Diabetic macular edema (DME) may affect up to 7% of patients with diabetes. This vision-threatening complication of diabetes can have a significant impact on patient quality of life. The risk factors for DME development are largely similar to those of diabetic retinopathy (DR) [1, 2].

Vascular endothelial growth factor (VEGF) has a crucial role in the complex pathogenesis of DME [35]. One of the most obvious effects of VEGF activity is the blood-retinal barrier breakdown [6]. Agents that block VEGF action restore the integrity of the blood-retinal barrier, resolve macular edema, and improve vision in most patients with DME [7]. Several randomized clinical trials (RCTs) have demonstrated the efficacy and safety of anti-VEGF agents in the treatment of DME, with greater improvements in visual acuity (VA) achieved by anti-VEGF treatment compared to laser therapy [812]. The introduction of anti-VEGF agents into clinical practice has considerably changed the management of patients with DME. Currently, intravitreal anti-VEGF agents are the preferred first-line treatment for DME [13]. Corticosteroids can also be used in the management of DME, mostly as a second-line treatment option [1419].

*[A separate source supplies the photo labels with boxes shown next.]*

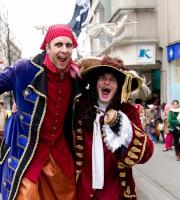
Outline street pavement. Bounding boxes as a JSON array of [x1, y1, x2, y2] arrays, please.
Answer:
[[0, 143, 180, 200], [133, 143, 180, 200]]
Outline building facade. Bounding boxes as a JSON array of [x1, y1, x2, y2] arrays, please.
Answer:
[[79, 0, 180, 102]]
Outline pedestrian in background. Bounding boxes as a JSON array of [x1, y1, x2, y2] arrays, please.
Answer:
[[146, 104, 158, 143], [168, 100, 180, 161], [161, 104, 173, 152]]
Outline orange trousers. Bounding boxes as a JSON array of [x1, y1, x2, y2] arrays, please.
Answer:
[[16, 156, 76, 200]]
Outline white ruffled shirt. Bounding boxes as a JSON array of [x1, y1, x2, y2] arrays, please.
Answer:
[[92, 101, 133, 189]]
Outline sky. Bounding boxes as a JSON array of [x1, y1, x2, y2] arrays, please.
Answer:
[[0, 0, 76, 58]]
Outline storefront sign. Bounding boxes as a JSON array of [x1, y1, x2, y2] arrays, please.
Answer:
[[167, 43, 180, 62], [137, 45, 155, 64]]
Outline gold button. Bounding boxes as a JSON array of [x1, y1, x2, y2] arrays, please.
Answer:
[[24, 90, 29, 96]]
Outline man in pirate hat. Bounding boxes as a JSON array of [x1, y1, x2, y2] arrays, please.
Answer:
[[74, 57, 153, 200], [0, 24, 79, 200]]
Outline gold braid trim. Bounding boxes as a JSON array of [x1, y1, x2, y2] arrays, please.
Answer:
[[137, 135, 147, 163]]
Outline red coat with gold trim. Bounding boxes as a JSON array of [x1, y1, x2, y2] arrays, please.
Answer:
[[74, 99, 154, 200]]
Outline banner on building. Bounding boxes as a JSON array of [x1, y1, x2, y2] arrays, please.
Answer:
[[68, 0, 92, 37]]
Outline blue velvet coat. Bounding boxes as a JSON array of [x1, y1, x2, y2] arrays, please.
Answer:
[[0, 52, 76, 200]]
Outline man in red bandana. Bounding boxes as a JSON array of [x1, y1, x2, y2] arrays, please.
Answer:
[[0, 24, 79, 200]]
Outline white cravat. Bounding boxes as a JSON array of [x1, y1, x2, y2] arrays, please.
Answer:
[[92, 102, 107, 189]]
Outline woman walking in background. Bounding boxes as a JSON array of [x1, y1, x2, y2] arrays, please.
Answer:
[[168, 100, 180, 161], [161, 104, 173, 152]]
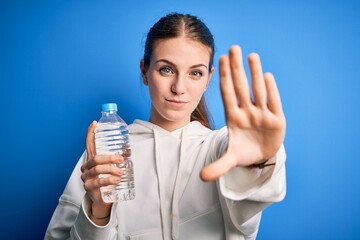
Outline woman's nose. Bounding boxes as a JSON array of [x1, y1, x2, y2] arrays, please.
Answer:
[[171, 77, 186, 95]]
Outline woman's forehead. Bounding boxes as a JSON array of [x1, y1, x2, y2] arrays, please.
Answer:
[[151, 37, 211, 66]]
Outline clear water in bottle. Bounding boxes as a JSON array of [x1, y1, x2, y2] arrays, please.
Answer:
[[95, 103, 135, 202]]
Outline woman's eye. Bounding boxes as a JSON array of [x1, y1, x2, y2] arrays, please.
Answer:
[[190, 71, 203, 78], [159, 67, 174, 75]]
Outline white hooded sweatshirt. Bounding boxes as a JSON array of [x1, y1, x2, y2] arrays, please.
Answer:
[[45, 120, 286, 240]]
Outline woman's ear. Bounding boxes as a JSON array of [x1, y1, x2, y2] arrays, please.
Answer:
[[204, 67, 214, 89], [140, 59, 148, 86]]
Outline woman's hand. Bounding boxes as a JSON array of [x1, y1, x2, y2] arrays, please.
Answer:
[[201, 46, 286, 181], [81, 121, 124, 223]]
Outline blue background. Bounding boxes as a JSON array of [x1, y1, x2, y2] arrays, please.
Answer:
[[0, 0, 360, 239]]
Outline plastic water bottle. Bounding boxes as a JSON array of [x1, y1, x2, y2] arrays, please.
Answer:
[[95, 103, 135, 202]]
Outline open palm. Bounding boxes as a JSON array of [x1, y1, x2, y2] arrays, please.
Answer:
[[201, 46, 286, 181]]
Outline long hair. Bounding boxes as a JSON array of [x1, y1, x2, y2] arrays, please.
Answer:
[[143, 13, 215, 128]]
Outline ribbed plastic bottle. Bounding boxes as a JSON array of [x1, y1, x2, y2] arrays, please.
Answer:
[[95, 103, 135, 202]]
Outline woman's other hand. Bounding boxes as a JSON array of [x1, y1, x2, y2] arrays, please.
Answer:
[[201, 46, 286, 181]]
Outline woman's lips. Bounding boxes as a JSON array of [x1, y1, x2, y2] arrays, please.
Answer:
[[165, 99, 188, 107]]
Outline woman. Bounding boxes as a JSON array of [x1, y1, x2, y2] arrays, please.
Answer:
[[46, 13, 286, 239]]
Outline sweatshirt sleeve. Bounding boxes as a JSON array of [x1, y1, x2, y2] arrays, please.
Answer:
[[45, 152, 116, 240], [210, 127, 286, 239]]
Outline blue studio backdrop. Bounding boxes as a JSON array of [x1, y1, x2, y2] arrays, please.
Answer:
[[0, 0, 360, 239]]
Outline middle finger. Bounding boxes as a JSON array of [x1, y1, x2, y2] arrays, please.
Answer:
[[229, 46, 252, 106]]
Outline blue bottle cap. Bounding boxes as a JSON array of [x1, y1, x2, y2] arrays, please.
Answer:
[[101, 103, 117, 112]]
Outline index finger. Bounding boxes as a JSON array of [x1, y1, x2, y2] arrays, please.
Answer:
[[86, 121, 97, 160]]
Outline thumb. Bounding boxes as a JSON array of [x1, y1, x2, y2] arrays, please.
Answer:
[[200, 153, 236, 182]]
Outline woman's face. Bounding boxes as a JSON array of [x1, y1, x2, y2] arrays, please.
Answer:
[[141, 37, 213, 131]]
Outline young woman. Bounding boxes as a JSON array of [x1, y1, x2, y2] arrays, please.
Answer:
[[45, 13, 286, 240]]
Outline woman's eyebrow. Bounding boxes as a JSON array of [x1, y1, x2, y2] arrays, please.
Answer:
[[155, 59, 208, 68]]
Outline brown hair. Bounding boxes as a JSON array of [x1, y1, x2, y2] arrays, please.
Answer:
[[144, 13, 215, 128]]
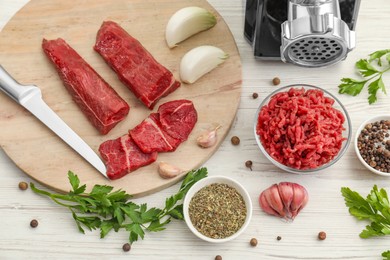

RCTs, the gold standard for evaluating treatment outcomes, are research tools with strong internal validity but low generalizability to real-life conditions [20]. It is difficult to implement intensive RCT treatment protocols in routine clinical practice, where patient selection is not as rigorous and resources differ from those in RCTs [21]. In contrast to RCTs, real-life studies reflect the management of patients in routine clinical practice and provide insight into the real-life effectiveness of treatment [20]. Most real-life studies evaluating the effectiveness of anti-VEGF treatment in DME have demonstrated lower VA gains in comparison with RCTs [2228].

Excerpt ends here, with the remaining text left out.